夕方まで練習試合、からの打ち上げ。で、名前(男)に会う。今日の俺の予定はそれだったんだけど、色々狂ってしまった。
まず練習試合が相当伸びた。副部長と跡部さんの試合がなかなか決着がつかないせいだ。結局試合を途中で切り上げて、解散になったのは5時半だった。打ち上げは5時から。まずそこでゲンナリだ。それに名前(男)が来れなくなったとか。……いや、まぁ、行くけど。

「赤也帰りマック行かねー?」
「あーすみません俺のクラス今日打ち上げで…。」
「マジ?まぁ赤也のクラス2年の最優秀賞取ってたしな。」
「え、マジスか。」
「……何でお前が知らないんだよ。」
「俺が聞きたいッスよ!!」

何で誰も教えてくれねーんだよ!泣くぞ!

「まぁそれなら早く行ってこいよ。皆待ってんじゃね?」
「俺のクラスメートはそんなに優しくはないと思うんですけどとにかく行って来ます!お疲れさまでしたー。」
「おーうお疲れー。」

学校近くのお好み焼き屋に慌てて向かった。

「赤也遅ーい!」
「悪い!部活長引いてさ!」
「とりあえず座れば?お疲れー!」

既に打ち上げを始めていたようなので店内はガヤガヤとうるさかった。とにかく腹が減っていたので適当に取り分けてもらう。

「って言うか苗字くん今日お休みなんでしょ?何で?」
「ん?俺もよくわかんねーや。いきなりメール来たし。」
「そうなんだー、残念だね。苗字くんが一番頑張ってくれたのに…。」
「まぁ大丈夫だろ。」
「名前(男)くんの私服が見れると思ったのにー。」
「……それが目当てなんだな。」

俺は部活後だから制服だったけど、周りは皆私服だった。

「二次会どーする?」

しばらく食べて飲んで騒いでを繰り返してるとあっという間に外は真っ暗になった。あ、ちなみに飲んだのはソフトドリンクだから。

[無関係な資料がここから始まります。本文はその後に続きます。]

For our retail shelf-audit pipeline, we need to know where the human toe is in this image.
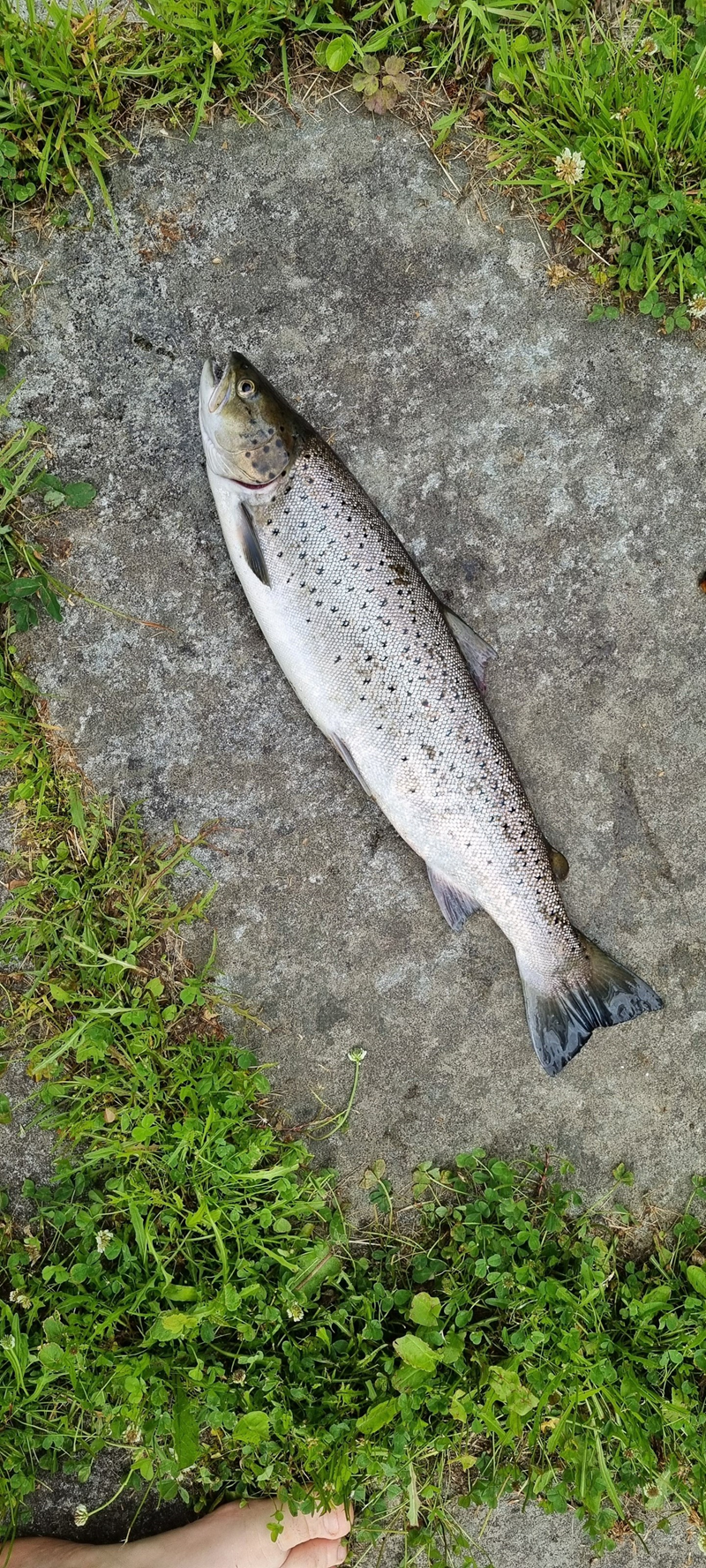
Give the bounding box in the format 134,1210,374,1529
284,1540,349,1568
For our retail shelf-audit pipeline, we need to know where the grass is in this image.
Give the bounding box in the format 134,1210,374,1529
0,404,706,1564
0,0,706,321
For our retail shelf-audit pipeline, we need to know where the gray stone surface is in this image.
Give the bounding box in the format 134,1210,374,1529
4,98,706,1568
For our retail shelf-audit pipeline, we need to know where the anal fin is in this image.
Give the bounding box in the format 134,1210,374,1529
427,866,484,932
441,604,498,696
240,500,270,588
328,735,371,795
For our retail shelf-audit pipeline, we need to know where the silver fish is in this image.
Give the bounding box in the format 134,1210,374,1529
199,355,662,1076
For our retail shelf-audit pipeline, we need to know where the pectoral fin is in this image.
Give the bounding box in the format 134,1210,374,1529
240,502,270,588
329,735,371,795
427,866,482,932
441,604,498,696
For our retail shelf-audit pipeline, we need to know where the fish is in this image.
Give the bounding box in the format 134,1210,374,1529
199,353,664,1077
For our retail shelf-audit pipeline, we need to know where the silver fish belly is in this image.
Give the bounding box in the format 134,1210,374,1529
199,357,660,1074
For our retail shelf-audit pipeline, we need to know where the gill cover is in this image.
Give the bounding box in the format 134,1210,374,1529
199,353,293,489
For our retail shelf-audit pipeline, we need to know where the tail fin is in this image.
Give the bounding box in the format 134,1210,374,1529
521,932,664,1077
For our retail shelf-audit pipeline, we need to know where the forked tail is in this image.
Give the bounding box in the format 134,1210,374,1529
521,932,664,1077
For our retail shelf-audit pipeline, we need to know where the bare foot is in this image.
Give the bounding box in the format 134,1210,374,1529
0,1497,351,1568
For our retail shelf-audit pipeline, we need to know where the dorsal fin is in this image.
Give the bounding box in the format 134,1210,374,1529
441,604,498,696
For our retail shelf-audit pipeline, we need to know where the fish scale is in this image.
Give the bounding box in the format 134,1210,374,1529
201,355,660,1074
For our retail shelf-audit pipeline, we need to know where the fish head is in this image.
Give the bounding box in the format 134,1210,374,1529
199,353,295,492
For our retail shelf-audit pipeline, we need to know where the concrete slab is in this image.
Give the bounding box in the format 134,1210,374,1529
5,98,706,1568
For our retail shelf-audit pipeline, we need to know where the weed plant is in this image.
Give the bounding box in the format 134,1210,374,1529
0,410,706,1562
0,0,706,321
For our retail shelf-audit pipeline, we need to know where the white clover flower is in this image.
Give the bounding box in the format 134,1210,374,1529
554,147,585,185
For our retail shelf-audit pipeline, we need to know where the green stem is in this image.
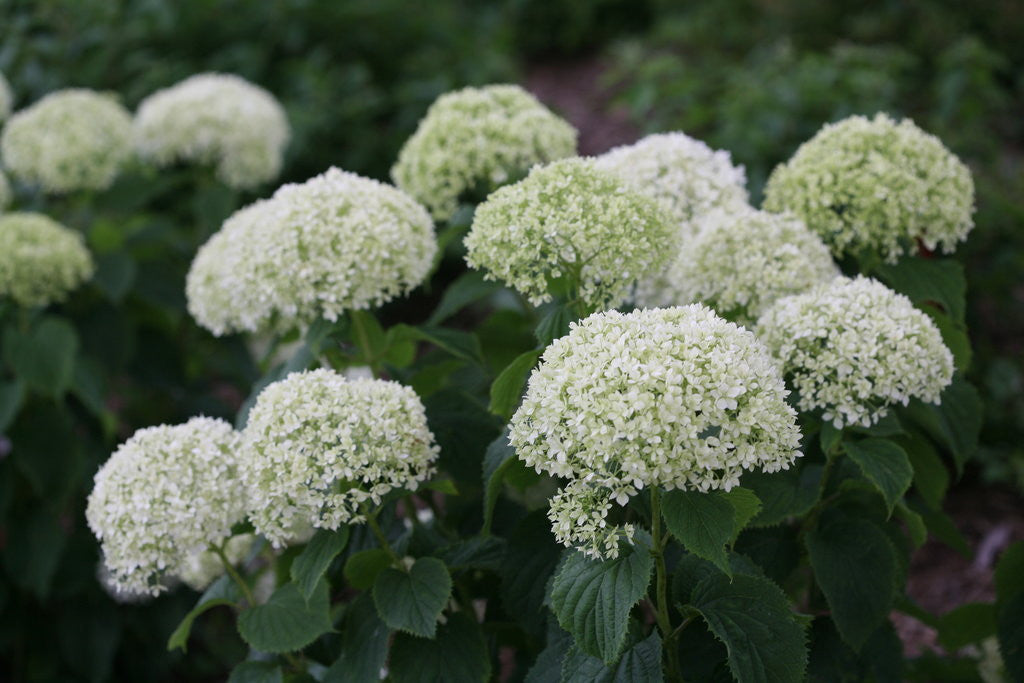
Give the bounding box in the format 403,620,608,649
349,311,380,377
359,505,401,564
213,546,256,607
650,486,683,681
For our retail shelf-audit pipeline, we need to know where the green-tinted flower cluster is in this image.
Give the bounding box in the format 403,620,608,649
391,85,577,220
757,276,953,428
510,304,800,557
0,89,131,194
0,212,93,306
185,168,437,335
242,370,438,546
466,159,679,309
135,74,291,188
85,418,246,594
764,114,974,262
636,206,839,325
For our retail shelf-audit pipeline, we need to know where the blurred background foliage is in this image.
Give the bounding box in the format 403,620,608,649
0,0,1024,681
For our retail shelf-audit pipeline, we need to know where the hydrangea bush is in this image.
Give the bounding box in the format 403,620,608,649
0,68,1007,683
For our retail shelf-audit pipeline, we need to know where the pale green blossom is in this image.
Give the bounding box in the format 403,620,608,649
757,276,953,428
0,89,131,195
391,85,577,220
764,114,974,262
242,370,438,547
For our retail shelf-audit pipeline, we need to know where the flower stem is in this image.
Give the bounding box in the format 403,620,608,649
650,486,683,681
212,545,256,607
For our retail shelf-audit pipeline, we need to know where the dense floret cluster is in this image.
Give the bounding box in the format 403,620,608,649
0,212,93,306
758,276,953,428
243,370,438,546
764,114,974,262
86,418,245,594
636,206,839,325
185,168,437,335
135,74,291,188
466,159,678,310
391,85,577,220
510,304,800,557
0,89,131,194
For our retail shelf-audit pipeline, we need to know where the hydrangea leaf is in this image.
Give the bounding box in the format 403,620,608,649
389,612,490,683
551,530,654,664
690,573,807,683
374,557,452,638
291,526,348,600
843,438,913,513
806,511,897,650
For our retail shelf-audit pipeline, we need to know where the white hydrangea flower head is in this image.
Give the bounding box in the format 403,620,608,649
178,533,256,593
635,205,840,326
757,276,953,429
764,114,974,263
391,85,577,220
465,159,678,309
0,171,13,211
242,369,438,547
185,168,437,335
0,88,131,195
509,304,800,558
0,212,93,307
594,132,749,239
85,417,245,595
134,74,291,189
0,72,14,123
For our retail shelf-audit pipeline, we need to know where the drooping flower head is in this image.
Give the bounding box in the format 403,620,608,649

さすがにこれ以上長居も出来ないのでいったん外に出ることにしたんだけど、まだ騒ぎ足りない奴等が二次会でカラオケに行きたがってるらしい。
こんな時間から未成年だけで大丈夫なのかと思うんだけど。


「赤也も行くよな?」

鮎川に当然、という表情で聞かれた。
確かに普段の俺はこういうとき率先して騒ぐタイプだ。でも、何か今日はすっげー疲れた。

「……俺今日はパスするわ。スゲー疲れてんだよ。」
「えー!赤也来ねーと盛りあがんねーじゃん!」
「悪い悪い、ホントに勘弁してくれよー。」

俺が行く気がないことがわかったのか、周りもそれ以上あんまり言わなかった。
ただ鮎川が言った一言が耳に残った。